Semin Oncol. 1999 Apr;26(2):150-61.
Technological advances in treatment delivery and planning have provided the backdrop for an unprecedented number of options in the treatment of prostate cancer with radiotherapy. The more common choices include classical external-beam radiotherapy, external-beam radiotherapy using three-dimensional treatment planning and conformal radiotherapy (3DCRT), ultrasound-guided transperineal implant monotherapy alone or in combination with external-beam radiotherapy, and intensity-modulated radiotherapy (IMRT) techniques.
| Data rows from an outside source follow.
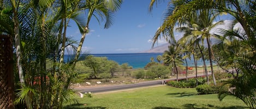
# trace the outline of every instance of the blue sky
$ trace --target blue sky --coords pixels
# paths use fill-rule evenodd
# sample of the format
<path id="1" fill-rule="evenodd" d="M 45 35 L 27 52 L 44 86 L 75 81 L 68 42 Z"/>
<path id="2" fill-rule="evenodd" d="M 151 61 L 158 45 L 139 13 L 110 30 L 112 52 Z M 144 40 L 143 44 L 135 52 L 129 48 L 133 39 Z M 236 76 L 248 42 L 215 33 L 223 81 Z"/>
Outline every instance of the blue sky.
<path id="1" fill-rule="evenodd" d="M 92 54 L 132 53 L 149 50 L 151 41 L 157 29 L 161 25 L 163 14 L 168 3 L 161 1 L 154 5 L 153 11 L 148 12 L 150 0 L 124 0 L 120 10 L 115 14 L 113 25 L 104 29 L 104 22 L 99 24 L 95 18 L 90 22 L 90 33 L 86 35 L 82 51 Z M 230 16 L 221 16 L 222 19 L 230 19 Z M 219 20 L 217 18 L 218 21 Z M 70 21 L 67 35 L 80 41 L 81 35 L 75 23 Z M 215 31 L 216 30 L 213 30 Z M 176 40 L 181 34 L 175 32 Z M 155 47 L 166 43 L 158 40 Z"/>
<path id="2" fill-rule="evenodd" d="M 104 54 L 139 53 L 150 49 L 150 40 L 162 24 L 168 2 L 154 6 L 151 14 L 148 11 L 150 2 L 150 0 L 124 0 L 115 14 L 113 25 L 108 29 L 104 29 L 104 22 L 99 24 L 93 18 L 82 50 Z M 76 26 L 73 22 L 69 25 L 68 35 L 80 40 L 81 34 Z M 165 43 L 159 41 L 158 44 Z"/>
This chapter reviews the data from these methods with an emphasis on dose escalation, provides comparisons with prostate-specific antigen (PSA)-era radical prostatectomy series where appropriate, and highlights future initiatives designed to further improve outcome.
治疗实施和治疗计划方面的技术进步为前列腺癌放射治疗提供了前所未有的大量选择。较常见的选择包括传统外照射放疗、使用三维治疗计划的外照射放疗和适形放疗(3DCRT)、超声引导经会阴植入单药治疗或与外照射放疗联合、以及调强放疗(IMRT)技术。本章回顾这些方法的数据,重点是剂量递增,在适当之处与前列腺特异性抗原(PSA)时代的根治性前列腺切除术系列进行比较,并强调旨在进一步改善治疗结果的未来举措。